Dali/Duchamp
Royal Academy, 29th December 2017
I don’t really get Salvador Dali. Maybe it is the over-familiarity with images of his work. Maybe it is the obviousness of the in-yer-face Freudian, symbolism. Maybe it is the flat, lifeless effect of his paintings. Maybe it is the fact that once he found a formula that worked he didn’t let go. Or maybe it was the fact that he was a bit too full of himself. I admit there is a lot of fun to be had in scouring the canvases, (and, in this fairly concentrated display, you get a fair few for your money), for his wackier conceits. But it is a transitory, and for me, slightly cheap, pleasure. Mining the sub-conscious always seems to require Surrealists to think just that little bit too long and hard about what they want to show and tell. Contrived not automatic.
Now in contrast your man Marcel Duchamp was the real deal. I am glad I have no artistic talent, (actually I am not but I have learnt to live with the disappointment), because if I were a plastic artist then I would be constantly peeved by the discovery that any great idea in modern art had already been realised by M. Duchamp. The rejection of painting and embracing of “non-traditional” media, ready mades, “anti-art” and the challenging of the commodification of art, conceptualism, game-playing and changing identity, Scratch the surface of many a contemporary artist and M. Duchamp will be visible and, without him, public discourse on the question of “what is art” would be far more muted.
The exhibition does an excellent job in portraying the friendship between these ostensibly disparate figures. Both were driven by a need to tear down convention, in art and life, and their understanding clearly went beyond a shared passion for smutty jokes and dodgy puns.

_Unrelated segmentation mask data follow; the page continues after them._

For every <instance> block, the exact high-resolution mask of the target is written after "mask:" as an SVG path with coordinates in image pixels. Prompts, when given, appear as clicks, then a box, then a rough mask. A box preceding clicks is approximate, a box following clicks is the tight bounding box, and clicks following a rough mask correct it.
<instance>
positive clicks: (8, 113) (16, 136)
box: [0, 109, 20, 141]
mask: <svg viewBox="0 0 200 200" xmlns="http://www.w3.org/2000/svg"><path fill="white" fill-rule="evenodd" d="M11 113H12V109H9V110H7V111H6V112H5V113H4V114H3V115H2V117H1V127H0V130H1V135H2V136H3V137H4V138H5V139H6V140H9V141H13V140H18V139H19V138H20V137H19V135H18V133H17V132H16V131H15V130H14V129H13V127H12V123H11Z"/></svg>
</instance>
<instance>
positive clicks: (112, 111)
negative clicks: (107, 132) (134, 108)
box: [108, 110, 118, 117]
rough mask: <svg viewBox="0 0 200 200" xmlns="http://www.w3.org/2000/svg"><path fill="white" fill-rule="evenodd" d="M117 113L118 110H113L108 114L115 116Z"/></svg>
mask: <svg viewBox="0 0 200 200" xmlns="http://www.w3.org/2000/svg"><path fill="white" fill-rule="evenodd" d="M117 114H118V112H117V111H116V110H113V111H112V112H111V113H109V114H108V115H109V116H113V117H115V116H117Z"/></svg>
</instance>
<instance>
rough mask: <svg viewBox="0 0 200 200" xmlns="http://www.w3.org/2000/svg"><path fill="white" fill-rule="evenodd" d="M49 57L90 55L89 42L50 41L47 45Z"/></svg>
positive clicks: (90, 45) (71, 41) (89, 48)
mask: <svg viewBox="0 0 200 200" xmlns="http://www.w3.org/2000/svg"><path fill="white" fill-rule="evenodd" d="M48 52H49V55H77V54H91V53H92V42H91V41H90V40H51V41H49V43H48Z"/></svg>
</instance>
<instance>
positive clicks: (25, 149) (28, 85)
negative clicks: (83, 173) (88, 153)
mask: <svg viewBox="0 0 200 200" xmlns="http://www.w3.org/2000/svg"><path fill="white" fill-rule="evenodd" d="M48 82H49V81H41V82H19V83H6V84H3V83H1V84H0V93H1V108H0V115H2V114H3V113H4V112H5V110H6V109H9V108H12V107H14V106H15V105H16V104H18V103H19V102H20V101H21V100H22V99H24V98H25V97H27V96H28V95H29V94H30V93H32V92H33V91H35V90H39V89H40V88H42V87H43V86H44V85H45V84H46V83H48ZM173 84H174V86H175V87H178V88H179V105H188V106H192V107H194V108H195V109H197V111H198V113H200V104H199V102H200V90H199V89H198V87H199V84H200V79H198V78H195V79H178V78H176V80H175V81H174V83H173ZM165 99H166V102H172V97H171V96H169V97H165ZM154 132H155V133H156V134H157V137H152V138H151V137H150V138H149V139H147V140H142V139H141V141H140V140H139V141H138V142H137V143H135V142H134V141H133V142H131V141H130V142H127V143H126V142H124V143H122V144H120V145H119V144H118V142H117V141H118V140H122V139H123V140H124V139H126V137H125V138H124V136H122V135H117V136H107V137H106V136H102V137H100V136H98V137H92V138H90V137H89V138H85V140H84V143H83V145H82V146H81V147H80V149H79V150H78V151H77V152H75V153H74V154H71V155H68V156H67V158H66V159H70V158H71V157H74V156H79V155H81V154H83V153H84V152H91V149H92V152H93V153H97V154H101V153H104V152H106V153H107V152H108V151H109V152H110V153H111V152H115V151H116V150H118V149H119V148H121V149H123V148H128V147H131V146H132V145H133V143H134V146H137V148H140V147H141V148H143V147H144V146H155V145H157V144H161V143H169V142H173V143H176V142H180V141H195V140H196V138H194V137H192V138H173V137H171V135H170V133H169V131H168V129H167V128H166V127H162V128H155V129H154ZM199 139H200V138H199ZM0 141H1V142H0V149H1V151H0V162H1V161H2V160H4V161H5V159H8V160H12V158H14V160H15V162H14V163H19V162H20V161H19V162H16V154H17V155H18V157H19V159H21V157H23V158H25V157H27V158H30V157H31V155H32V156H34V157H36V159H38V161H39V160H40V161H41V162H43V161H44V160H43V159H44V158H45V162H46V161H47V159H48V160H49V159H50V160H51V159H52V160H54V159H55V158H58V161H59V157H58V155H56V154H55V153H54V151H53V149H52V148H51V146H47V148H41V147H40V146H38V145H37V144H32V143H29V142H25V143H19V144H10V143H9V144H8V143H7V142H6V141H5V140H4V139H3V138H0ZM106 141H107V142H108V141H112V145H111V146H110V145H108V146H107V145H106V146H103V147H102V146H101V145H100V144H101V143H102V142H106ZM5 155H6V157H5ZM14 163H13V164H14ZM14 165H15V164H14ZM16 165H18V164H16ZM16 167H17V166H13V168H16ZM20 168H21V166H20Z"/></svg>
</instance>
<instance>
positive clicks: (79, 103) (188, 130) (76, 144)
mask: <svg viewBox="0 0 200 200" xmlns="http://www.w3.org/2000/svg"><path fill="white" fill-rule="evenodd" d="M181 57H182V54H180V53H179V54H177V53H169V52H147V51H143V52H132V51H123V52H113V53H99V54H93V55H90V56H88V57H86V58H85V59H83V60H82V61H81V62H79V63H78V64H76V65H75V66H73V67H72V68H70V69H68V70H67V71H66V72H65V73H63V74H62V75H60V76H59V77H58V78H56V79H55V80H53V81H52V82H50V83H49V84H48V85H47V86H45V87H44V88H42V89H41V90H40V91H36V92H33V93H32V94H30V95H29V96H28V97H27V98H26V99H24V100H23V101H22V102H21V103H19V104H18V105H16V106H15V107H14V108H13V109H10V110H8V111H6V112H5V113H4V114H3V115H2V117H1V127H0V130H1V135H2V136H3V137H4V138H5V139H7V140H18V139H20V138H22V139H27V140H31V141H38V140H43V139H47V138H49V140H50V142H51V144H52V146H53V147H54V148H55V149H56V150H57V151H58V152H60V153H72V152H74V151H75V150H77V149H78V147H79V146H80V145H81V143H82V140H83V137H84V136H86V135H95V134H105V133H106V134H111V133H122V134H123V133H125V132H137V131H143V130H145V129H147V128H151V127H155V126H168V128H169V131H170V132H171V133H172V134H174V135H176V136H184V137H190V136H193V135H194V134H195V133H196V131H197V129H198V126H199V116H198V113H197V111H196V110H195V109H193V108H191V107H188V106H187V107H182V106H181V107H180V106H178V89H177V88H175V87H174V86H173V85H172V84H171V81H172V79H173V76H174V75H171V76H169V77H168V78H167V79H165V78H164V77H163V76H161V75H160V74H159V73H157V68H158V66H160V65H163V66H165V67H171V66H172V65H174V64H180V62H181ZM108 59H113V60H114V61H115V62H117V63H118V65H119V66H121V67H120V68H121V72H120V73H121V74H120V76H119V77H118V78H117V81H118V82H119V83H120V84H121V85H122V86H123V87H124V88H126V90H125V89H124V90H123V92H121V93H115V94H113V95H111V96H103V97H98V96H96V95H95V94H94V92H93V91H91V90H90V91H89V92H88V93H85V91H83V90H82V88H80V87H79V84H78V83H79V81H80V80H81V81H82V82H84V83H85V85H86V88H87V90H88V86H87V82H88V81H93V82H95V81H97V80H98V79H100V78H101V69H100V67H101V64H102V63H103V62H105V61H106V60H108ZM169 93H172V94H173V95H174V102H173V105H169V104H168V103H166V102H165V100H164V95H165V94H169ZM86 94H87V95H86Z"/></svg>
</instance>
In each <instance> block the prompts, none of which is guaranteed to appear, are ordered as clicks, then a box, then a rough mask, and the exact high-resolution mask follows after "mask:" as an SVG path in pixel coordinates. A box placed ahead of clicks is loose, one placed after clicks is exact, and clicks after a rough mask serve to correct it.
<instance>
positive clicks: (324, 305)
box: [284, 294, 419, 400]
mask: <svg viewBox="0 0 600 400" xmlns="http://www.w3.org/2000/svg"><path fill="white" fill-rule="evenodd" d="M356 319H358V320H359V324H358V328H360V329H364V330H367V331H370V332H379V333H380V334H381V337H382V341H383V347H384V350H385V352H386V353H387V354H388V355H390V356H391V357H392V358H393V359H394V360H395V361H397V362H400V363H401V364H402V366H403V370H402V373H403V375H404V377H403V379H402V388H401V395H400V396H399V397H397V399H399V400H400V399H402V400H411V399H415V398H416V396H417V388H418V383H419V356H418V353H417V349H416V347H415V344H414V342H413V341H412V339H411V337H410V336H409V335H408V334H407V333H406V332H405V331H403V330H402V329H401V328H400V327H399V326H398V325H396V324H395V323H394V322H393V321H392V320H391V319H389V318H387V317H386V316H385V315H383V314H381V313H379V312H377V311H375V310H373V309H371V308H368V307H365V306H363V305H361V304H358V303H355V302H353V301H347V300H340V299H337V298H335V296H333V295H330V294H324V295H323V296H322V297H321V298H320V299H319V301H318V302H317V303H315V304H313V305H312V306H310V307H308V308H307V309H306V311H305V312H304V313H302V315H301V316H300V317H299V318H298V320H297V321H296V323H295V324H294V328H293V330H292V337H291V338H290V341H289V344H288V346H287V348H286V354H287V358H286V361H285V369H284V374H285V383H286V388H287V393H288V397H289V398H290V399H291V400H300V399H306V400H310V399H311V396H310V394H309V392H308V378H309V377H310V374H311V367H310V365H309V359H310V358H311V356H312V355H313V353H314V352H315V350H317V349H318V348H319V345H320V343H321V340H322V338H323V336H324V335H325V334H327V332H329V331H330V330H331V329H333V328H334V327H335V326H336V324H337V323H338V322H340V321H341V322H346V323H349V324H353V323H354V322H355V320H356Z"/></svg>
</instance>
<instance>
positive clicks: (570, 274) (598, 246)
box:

IMHO though Dali’s impact, in retrospect, has been superficial, a poster art dead end, whereas, as this exhibition fleetingly shows, Duchamp’s artistic enquiry was profound. Whatever your reaction to a urinal turned upside down and signed R, Mutt you will have had a reaction. And this is 2017, (well 2018 since it has taken this long to get off my lardy arse to write this). Imagine what those lucky few observers must have thought when then first saw this 100 years ago. An artist with a female alter-ego. Commonplace now but revolutionary then. A bloke who convinces everyone he has given up art to become a chess professional. Brilliant. Taking stuff he found and sticking it together to make new things. Most major modern and contemporary artists from the middle of the last century onwards, and students today, will have had a period when they have a go at this. The results are normally awful. But Duchamp got there first. Sticking a tache on the Mona Lisa. A bona fide meme if I am not mistaken, so be grateful to M. Duchamp. Chance, language, gesture, semiotics, maths, provocation, the rejection of “craft”. All fundamental tenets of the today’s artistic conversation, all “invented” by M. Duchamp.
As you might expect carving a way through the work of these two boundary-breakers, given their eclectic output, and constraints on what they could beg, steal or borrow, likely presented a headache for the curators. They have chosen to cram as much as they can into a few of the RA rooms, which highlights the imaginations of both artists even if it does make viewing a jostled affair. It also means there is little escape from the overt misogynism of both. I was most interested in Duchamp’s early paintings (Cezanne’s influence plain to see), the wealth of holiday snaps, Duchamp’s St Sebastian, that moustache in L.H.O.O.Q. , Dali’s experiments with Cubism, then Duchamp’s (so much better). Best of all The Bride Stripped Bare …. , reconstructed by Richard Hamilton, and Duchamp’s messing around with optical discs.
I suspect I was in the minority but I would have been so much happier just with Duchamp alone, with as much contextual material as the curators here, Dawn Ades and William Jeffett, Sarah Lea and Desiree de Chair. would have dared to throw at me. Even so there was much to chew on here and more to go away and learn.